In [None]:
# Indexing is the process of preparing and organizing data (like documents, web pages, or text chunks) so that it can be efficiently searched and retrieved later.

### Problem Statement

RAG systems rely on effective indexing. Weak indexing can bury relevant content, omit key context, or fragment meaning—leading to incomplete or misleading results.

**Example:**

User query:
- "How do I reset my password?"

Problem:
- The document containing the answer says: “Click ‘Forgot Password’ on the login screen.”
- But the phrase “reset your password” doesn't appear anywhere in the text.

Potential bad outcome:
- The retriever misses the relevant document.
- The LLM responds: “Sorry, I couldn’t find anything about that,” even though the answer exists in the corpus.

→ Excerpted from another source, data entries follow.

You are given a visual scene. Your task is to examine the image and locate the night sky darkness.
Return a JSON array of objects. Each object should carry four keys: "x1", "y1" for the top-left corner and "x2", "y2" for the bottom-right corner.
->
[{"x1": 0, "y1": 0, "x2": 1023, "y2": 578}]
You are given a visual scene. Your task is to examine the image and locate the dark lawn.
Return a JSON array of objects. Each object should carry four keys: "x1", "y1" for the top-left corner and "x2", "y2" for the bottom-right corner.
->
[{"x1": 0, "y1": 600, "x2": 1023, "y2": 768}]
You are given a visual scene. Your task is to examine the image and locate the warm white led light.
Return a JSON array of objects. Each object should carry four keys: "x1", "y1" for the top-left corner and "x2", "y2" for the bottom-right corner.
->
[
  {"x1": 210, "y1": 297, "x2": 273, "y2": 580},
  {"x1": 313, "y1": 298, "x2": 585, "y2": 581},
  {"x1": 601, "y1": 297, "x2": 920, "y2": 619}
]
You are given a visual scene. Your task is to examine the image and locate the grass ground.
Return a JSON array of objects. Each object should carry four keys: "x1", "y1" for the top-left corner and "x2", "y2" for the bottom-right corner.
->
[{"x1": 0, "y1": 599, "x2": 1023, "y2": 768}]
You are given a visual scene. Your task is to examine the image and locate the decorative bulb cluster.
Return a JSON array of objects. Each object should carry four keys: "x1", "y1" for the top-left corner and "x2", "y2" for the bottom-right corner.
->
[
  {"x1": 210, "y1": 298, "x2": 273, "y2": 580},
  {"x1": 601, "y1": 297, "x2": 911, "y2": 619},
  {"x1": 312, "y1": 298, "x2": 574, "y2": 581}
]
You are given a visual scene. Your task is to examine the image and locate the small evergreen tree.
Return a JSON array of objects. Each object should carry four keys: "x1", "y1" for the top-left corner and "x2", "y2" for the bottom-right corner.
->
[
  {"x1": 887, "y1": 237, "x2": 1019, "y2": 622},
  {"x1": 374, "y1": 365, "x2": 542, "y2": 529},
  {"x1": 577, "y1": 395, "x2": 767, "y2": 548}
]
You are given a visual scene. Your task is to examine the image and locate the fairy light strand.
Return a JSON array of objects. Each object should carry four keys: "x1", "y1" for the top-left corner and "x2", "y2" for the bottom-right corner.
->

### Strategy #1: Chunking Optimization

**Idea**:

### Strategy #2: Multi-Representation Indexing

![Image](rsc/jupyter/multi_representational_indexing.png)

**Idea**: Instead of storing one embedding per document chunk, you store several, each capturing a different perspective, style, or abstraction level (e.g. original text, LLM short summary, LLM semantic summary, keyword list, etc.).

_**Note**: We'll focus on a simple case of this technique, in which we store a semantic summary of the document in our vector DB and use it to retrieve the original document (which we store separately in a document DB)._

### Strategy #3: RAPTOR

![Image](rsc/jupyter/raptor_indexing.png)

**Idea**: Improve chunking and indexing by aligning document segmentation with natural semantic structure — especially paragraphs, sections, and topic boundaries — rather than arbitrary fixed-size chunks.

Traditional chunking often splits documents into fixed-length tokens (e.g., 512 tokens), which can:
- Cut across logical boundaries (e.g., mid-sentence or mid-paragraph)
- Separate relevant context
- Create confusing or meaningless chunks

RAPTOR uses LLMs to identify semantic chunk boundaries that make each chunk:
- Coherent
- Contextually meaningful
- Aligned with how people ask questions

Then, it indexes multiple representations of those chunks — such as:
- Original text
- LLM-generated summaries
- Headings or titles
- Hierarchical relationships (e.g., section > subsection)

### Strategy #4: ColBERT

**Idea**: Enable fine-grained, late-interaction retrieval, where each token in a query is matched against each token in a document, allowing for more precise and expressive retrieval — without sacrificing efficiency.

With late interaction, the model doesn't collapse the input into a single vector. Instead:
- Query is encoded into a sequence of token vectors: `q₁, q₂, ..., qₙ`
- Document is encoded into a sequence of token vectors: `d₁, d₂, ..., dₘ`
- You match each query token against each document token, using cosine similarity.

Then, for each query token, you take the maximum similarity across all document tokens (this is the `MaxSim` operation), and sum the results to get the final score.

**Example:**

Query:
- “When did Tesla begin?”

Two document chunks:
1. “Tesla was founded in 2003 by engineers...”
2. “Tesla makes electric vehicles and solar panels.”

In ColBERT:
- "when" in the query might match "2003" in document 1.
- "begin" might match "founded" in document 1.
- These specific token matches dominate the score.